Le lettere degli operai Gesip?| Un appello a essere comunità - Live Sicilia

Le lettere degli operai Gesip?| Un appello a essere comunità

Perché tanti dipendenti Gesip scrivono a Livesicilia? Chiedono alla loro città, Palermo, di ricordarsi di essere comunità.

PALERMO – Sono tante le lettere che arrivano alla redazione di Livesicilia dagli ex dipendenti della Gesip o dai loro familiari. Sono tutte molto toccanti e raccontano un pezzo di storia che non è facile leggere nei resoconti giornalistici che via via si succedono in questi giorni di agonia della società. Qual è questo pezzo di storia e perché non emerge altrove?

Semplice, siamo su Internet. Uno strumento che abbiamo immaginato utile per dialogare fra persone lontane e disperse nel globo, fra persone che, si diceva, proprio grazie alla rete, avrebbero potuto finalmente ritrovarsi, vivere come in un grande villaggio globale. Salvo poi realizzare – fate una verifica anche voi! – che la grande maggioranza di interazioni online nella nostra vita quotidiana sono locali, fra vicini, colleghi di lavoro o concittadini, ragazzi del muretto e “amici di palestra”, compagni di shopping, di calcetto, fanatici del prossimo mercato del contadino, bagnanti autunnali, trekkers e naturalisti, frequentatori di bar alla moda, aficionados di cinema deserti e chi più ne ha più ne metta. Tutti accomunati dal fatto di essere a portata di mano. A un tiro di schioppo da casa. Tutti riportati, per tramite della rete, a una sorta di paradossale villaggio locale perduto.
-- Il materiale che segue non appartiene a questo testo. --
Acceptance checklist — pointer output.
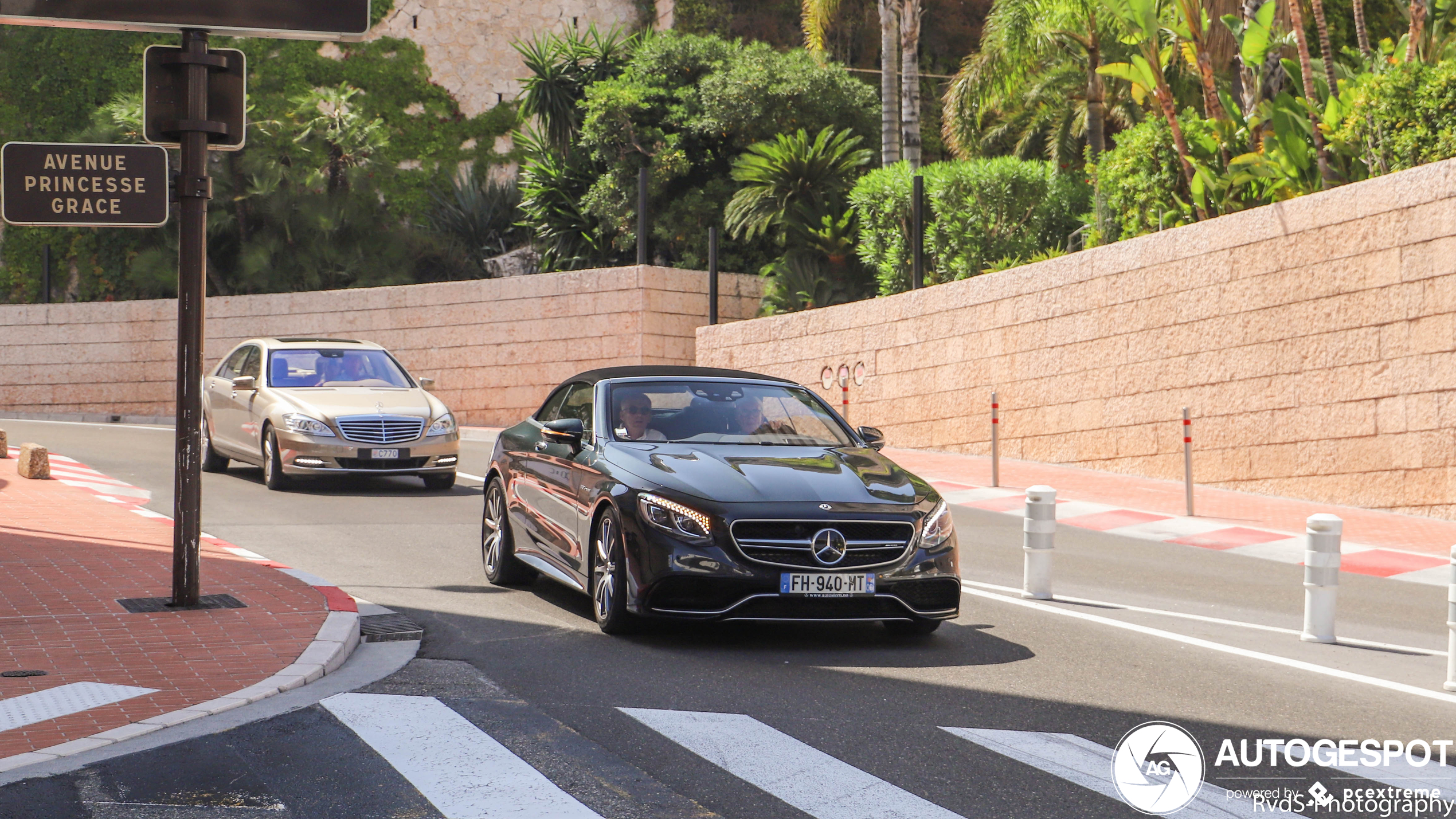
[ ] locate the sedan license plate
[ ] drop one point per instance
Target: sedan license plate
(826, 585)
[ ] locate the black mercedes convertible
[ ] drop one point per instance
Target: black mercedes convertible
(696, 493)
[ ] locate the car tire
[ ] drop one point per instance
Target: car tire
(497, 549)
(212, 461)
(439, 480)
(273, 464)
(609, 577)
(915, 628)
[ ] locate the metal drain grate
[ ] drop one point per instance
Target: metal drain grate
(152, 606)
(388, 628)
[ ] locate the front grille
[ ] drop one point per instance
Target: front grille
(373, 464)
(789, 543)
(382, 428)
(932, 594)
(702, 594)
(819, 609)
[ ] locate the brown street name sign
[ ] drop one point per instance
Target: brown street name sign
(300, 19)
(84, 185)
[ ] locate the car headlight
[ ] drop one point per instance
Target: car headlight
(441, 425)
(672, 517)
(938, 527)
(299, 422)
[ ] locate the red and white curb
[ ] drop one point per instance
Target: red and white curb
(331, 646)
(1204, 533)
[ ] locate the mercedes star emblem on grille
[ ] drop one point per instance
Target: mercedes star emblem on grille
(829, 546)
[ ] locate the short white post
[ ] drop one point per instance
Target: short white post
(1451, 626)
(1039, 540)
(1321, 577)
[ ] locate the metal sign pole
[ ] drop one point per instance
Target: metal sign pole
(194, 190)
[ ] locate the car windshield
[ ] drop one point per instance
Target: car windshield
(723, 412)
(334, 369)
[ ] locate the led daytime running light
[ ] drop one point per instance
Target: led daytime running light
(686, 511)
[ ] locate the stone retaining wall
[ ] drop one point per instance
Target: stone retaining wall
(494, 347)
(1315, 341)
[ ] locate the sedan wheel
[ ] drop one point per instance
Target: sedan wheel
(609, 577)
(273, 464)
(497, 553)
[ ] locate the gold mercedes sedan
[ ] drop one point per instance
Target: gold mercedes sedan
(325, 406)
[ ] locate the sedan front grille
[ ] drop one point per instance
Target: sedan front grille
(789, 543)
(382, 428)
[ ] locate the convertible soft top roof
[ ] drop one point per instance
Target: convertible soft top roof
(647, 371)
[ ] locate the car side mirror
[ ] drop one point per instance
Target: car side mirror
(874, 438)
(565, 431)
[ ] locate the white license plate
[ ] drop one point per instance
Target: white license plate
(826, 585)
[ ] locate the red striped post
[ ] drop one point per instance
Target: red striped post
(995, 441)
(1188, 460)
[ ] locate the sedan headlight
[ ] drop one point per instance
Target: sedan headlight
(938, 527)
(441, 425)
(672, 517)
(299, 422)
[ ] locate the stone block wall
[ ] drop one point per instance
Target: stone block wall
(1314, 341)
(494, 347)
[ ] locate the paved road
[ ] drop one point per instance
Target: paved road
(766, 720)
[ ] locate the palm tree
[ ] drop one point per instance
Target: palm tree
(910, 80)
(1021, 41)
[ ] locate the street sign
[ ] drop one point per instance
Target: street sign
(163, 96)
(296, 19)
(84, 185)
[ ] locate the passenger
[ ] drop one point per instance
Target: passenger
(749, 420)
(635, 412)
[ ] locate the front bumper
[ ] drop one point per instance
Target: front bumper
(340, 456)
(717, 581)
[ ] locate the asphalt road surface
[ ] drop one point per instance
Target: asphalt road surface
(1011, 710)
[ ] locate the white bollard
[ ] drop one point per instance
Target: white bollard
(1321, 577)
(1451, 626)
(1037, 542)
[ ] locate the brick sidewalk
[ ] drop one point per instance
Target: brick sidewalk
(1376, 543)
(68, 555)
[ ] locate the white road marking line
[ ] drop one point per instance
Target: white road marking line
(1088, 764)
(463, 771)
(1218, 620)
(800, 774)
(72, 699)
(1235, 651)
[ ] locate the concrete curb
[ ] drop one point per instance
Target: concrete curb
(330, 649)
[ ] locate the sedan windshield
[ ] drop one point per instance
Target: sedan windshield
(334, 369)
(723, 412)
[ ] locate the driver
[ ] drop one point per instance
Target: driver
(635, 412)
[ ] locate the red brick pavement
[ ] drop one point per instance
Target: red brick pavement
(68, 556)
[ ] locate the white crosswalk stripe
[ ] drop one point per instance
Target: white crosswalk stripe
(463, 771)
(1088, 764)
(800, 774)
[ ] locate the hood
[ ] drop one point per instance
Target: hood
(328, 403)
(747, 475)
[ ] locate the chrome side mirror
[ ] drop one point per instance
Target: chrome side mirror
(874, 438)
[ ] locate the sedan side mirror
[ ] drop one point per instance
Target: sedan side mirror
(564, 431)
(874, 438)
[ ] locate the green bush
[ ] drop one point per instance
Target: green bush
(1403, 117)
(977, 211)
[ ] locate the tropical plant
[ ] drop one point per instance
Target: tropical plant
(979, 210)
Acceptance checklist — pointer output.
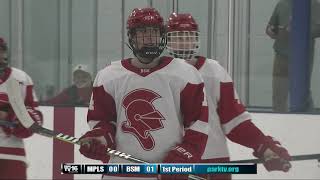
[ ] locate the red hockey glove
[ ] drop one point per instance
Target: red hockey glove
(275, 157)
(20, 131)
(95, 143)
(183, 153)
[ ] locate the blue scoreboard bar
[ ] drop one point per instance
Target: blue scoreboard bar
(158, 168)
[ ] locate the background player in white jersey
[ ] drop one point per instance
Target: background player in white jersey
(149, 106)
(227, 116)
(12, 153)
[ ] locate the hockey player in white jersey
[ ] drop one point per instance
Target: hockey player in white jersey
(12, 152)
(227, 116)
(149, 106)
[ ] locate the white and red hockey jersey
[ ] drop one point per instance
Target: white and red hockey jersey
(12, 147)
(152, 110)
(227, 115)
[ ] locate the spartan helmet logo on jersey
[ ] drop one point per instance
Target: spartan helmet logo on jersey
(142, 116)
(183, 36)
(146, 34)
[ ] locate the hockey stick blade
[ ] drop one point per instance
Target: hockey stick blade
(293, 158)
(18, 106)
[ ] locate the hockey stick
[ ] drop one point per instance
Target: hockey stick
(16, 102)
(7, 123)
(293, 158)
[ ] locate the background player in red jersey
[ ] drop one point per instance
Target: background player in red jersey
(12, 153)
(149, 106)
(227, 116)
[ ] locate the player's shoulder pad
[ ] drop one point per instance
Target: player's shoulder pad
(21, 76)
(109, 73)
(180, 69)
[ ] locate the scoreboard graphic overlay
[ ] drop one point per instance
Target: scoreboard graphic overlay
(68, 168)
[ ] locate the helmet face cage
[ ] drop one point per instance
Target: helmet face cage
(183, 44)
(4, 54)
(148, 41)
Pensateci: grazie a Internet, Palermo (città 2.0!) si può riscoprire villaggio, si può riscoprire comunità. E in questa comunità ognuno reclama il suo posto. Anche i dipendenti della Gesip che si sentono offesi dalla narrazione istituzionale (cartacea?) del caso e vogliono utilizzare la rete come strumento di riscatto del loro punto di vista, raccontando ai propri vicini la loro versione, chiedendo di essere compresi, integrati nel discorso cittadino.

E che cosa ci dicono nel merito queste lettere? Ecco di nuovo un ribaltamento. Il discorso locale dell’ultimo impiegato licenziato si trasforma in presa di posizione universale, chiede il riconoscimento del diritto di mangiare, la possibilità di mostrare il proprio valore nonostante e contro le sciagurate gestioni di questi anni, di potere decorosamente vivere del proprio lavoro, di potere educare la propria prole, di vivere nella legalità, di poter fare, una volta tanto, l’eccezione alla regola di mangiare una pizza fuori. Cose fondamentali ma allo stesso tempo normali, verrebbe da dire. Forse, però, dimenticate nel racconto mitico della nostra città disastrata ed eroica allo stesso tempo.

Ecco cosa chiedono alla Palermo virtuale le lettere dei lavoratori della Gesip: di ricordarsi di essere comunità.